The basic problems to be solved by the binary program fuzzy test method of the multi-population genetic algorithm are as follows: the problem that the test data randomly generated by the mutation-based method cannot achieve high code coverage rate. In view of the existing binary program fuzzy test method with unknown input data format, the commonly used methods can be classified into two types:
1. method of symbol execution
The symbol-based method processes the test data as symbol values. And testing a new execution path by collecting constraint information when the program processes the symbol value and then solving and generating new test data by utilizing the constraint information. Theoretically, the method can reach the code coverage rate of 100%, but for a complex program, the symbolic execution has the defect of path explosion, and the application range of the symbolic execution method is seriously influenced.

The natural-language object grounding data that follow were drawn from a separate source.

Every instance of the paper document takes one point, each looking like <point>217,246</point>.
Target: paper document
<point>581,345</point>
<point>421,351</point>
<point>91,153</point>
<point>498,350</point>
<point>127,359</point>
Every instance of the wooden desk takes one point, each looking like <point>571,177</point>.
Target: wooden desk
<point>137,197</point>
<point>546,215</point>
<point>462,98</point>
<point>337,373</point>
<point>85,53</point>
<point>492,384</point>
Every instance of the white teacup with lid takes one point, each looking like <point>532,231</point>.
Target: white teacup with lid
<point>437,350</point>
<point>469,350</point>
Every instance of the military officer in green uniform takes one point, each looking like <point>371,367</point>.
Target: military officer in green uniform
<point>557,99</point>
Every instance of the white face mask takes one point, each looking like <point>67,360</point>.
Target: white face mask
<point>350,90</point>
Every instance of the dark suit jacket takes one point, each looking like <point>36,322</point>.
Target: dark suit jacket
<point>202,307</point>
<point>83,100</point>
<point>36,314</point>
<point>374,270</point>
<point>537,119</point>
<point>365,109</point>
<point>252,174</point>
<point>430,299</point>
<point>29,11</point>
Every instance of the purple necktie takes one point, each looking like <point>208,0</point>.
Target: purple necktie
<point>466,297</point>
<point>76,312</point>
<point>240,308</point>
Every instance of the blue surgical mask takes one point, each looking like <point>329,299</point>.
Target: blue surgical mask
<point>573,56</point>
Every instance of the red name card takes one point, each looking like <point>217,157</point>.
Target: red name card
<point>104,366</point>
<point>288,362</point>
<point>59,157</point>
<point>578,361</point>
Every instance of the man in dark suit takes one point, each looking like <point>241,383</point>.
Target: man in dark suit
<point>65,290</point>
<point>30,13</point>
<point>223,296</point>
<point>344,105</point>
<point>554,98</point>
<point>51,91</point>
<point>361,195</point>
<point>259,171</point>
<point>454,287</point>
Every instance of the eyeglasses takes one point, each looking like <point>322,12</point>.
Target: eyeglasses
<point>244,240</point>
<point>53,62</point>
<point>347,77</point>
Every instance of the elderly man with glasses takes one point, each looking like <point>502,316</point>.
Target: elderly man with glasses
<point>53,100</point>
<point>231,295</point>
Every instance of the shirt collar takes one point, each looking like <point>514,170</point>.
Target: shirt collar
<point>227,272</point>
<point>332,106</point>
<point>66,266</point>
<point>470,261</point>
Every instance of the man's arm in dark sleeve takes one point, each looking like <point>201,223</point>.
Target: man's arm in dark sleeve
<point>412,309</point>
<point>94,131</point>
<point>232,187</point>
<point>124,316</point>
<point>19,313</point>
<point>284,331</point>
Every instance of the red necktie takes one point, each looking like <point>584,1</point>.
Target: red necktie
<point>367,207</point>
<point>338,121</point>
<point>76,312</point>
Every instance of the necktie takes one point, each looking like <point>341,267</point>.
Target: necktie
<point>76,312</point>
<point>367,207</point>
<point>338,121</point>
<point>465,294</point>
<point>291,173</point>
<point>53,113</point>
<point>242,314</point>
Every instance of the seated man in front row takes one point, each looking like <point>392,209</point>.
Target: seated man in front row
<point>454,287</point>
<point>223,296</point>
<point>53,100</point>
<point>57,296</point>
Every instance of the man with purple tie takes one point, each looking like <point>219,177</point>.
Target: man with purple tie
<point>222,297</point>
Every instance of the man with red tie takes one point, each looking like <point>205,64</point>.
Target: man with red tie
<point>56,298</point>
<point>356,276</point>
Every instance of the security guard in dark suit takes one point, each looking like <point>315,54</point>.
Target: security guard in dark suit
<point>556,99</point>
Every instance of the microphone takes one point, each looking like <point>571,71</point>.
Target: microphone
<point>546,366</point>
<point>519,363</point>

2. Method for evolving algorithms
The method based on the evolutionary algorithm converts the test data into a proper format so as to conveniently guide the generation of the test data, and the genetic algorithm is widely applied. At present, one or more execution paths are required to be predefined manually in the use of a genetic algorithm, so that test data conforming to the preset execution paths are generated, and other paths cannot be tested.
In summary, the conventional binary program fuzz testing method for an unknown input data format has the problems of being not suitable for complex programs, having few execution paths for testing, and the like. Therefore, the invention provides a binary program fuzzy test method based on multi-population genetic algorithm.
Disclosure of Invention
The invention aims to provide a binary program fuzzy test method based on multi-population genetic algorithm, aiming at solving the problems that the binary program fuzzy test method with unknown input data format is not suitable for complex programs and the execution path of the test is few.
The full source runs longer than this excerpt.